Son créateur a adopté le mystérieux pseudonyme de Satoshi Nakamoto, mais aucun individu n’a jusqu’à présent été identifié de manière concluante comme étant Satoshi, aujourd’hui sans aucun doute l’un des hommes les plus riches du monde.
Mais après une enquête approfondie impliquant des experts en intelligence artificielle et en linguistique médico-légale, le New York Times a affirmé avoir découvert l’architecte anonyme du Bitcoin, qui a caché son identité pendant 17 ans.
Cet homme est Adam Beck, un informaticien britannique de 55 ans qui, selon le journal, a été le pionnier d’une monnaie numérique décentralisée, utilisée pour les transactions cryptées peer-to-peer sans avoir recours à une banque centrale.
Si c’est vrai, le cryptographe formé à l’Université d’Exeter a créé une énorme fortune : selon Bitcoin, Satoshi a extrait 1,1 million de pièces dans la monnaie numérique naissante, une cache valant aujourd’hui 70 milliards de dollars.
Mercredi, il s’est adressé à X pour nier les allégations, disant avec insistance à ses abonnés : « Je ne suis pas Satoshi » avant d’ajouter dans un tweet de suivi : « Je ne sais pas non plus qui est Satoshi, et je pense que c’est bon pour Bitcoin si c’est le cas, car cela aide à voir Bitcoin comme une nouvelle classe d’actifs, sdcarce digitalites, mathématiquement.
Pourtant, la conclusion du New York Times a été tirée de plus d’un an de recherche sur des milliers de publications Internet vieilles de plusieurs décennies, révélant une traînée d’indices opaques entrelacés pointant vers l’arrière-plan.
Au fil des années, l’expert en chiffrement a utilisé des méthodes extraordinaires pour dissimuler son identité – il aurait même envoyé des courriels en son nom au mystérieux Satoshi, jouant les deux rôles simultanément dans une mascarade à la M. Ripley pour brouiller ses traces.
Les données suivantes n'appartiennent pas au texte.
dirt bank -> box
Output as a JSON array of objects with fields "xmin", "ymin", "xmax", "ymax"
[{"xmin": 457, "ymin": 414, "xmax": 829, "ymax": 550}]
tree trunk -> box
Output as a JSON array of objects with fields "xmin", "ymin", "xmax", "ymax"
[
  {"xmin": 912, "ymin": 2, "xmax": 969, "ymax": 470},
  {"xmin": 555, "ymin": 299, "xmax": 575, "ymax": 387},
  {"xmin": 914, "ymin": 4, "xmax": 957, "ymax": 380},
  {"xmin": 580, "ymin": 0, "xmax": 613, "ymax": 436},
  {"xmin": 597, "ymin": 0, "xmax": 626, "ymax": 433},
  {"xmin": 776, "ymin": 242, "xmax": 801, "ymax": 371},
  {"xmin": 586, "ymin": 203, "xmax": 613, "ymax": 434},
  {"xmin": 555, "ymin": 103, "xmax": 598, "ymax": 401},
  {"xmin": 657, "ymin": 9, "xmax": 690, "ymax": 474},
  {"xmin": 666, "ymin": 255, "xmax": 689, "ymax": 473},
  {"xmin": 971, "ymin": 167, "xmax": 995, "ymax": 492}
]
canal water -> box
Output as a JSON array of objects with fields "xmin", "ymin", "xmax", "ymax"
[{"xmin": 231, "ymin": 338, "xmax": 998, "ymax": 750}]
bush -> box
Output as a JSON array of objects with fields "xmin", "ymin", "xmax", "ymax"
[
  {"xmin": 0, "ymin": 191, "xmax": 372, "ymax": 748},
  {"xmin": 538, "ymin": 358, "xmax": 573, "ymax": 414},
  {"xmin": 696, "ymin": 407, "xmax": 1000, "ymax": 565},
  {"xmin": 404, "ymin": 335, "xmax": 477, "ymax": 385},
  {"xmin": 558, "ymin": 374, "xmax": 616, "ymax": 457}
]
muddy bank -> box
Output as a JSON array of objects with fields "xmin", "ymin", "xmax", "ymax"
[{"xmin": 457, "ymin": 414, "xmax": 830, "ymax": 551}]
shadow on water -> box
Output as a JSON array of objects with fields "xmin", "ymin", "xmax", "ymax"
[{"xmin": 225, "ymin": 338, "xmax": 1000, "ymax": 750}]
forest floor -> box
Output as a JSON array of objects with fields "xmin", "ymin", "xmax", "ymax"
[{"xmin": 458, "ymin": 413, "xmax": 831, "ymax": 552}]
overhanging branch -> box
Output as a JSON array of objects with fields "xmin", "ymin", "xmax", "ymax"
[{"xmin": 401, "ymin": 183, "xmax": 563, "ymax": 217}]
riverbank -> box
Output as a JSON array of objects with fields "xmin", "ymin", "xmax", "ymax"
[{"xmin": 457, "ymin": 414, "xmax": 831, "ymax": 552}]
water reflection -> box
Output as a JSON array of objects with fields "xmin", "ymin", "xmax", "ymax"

Mais même s’il a tenté de cacher son identité, une série d’analyses linguistiques approfondies ont révélé des similitudes convaincantes entre le style d’écriture de Beck et Satoshi, conduisant à la conclusion qu’ils sont, et ont toujours été, le même homme.
Adam Back, PDG de Blockstream, lors de la conférence Bitcoin 2022 à Miami, en Floride
Un cryptographe formé à l’Université d’Exeter est présenté comme le véritable inventeur du Bitcoin, selon une enquête du New York Times.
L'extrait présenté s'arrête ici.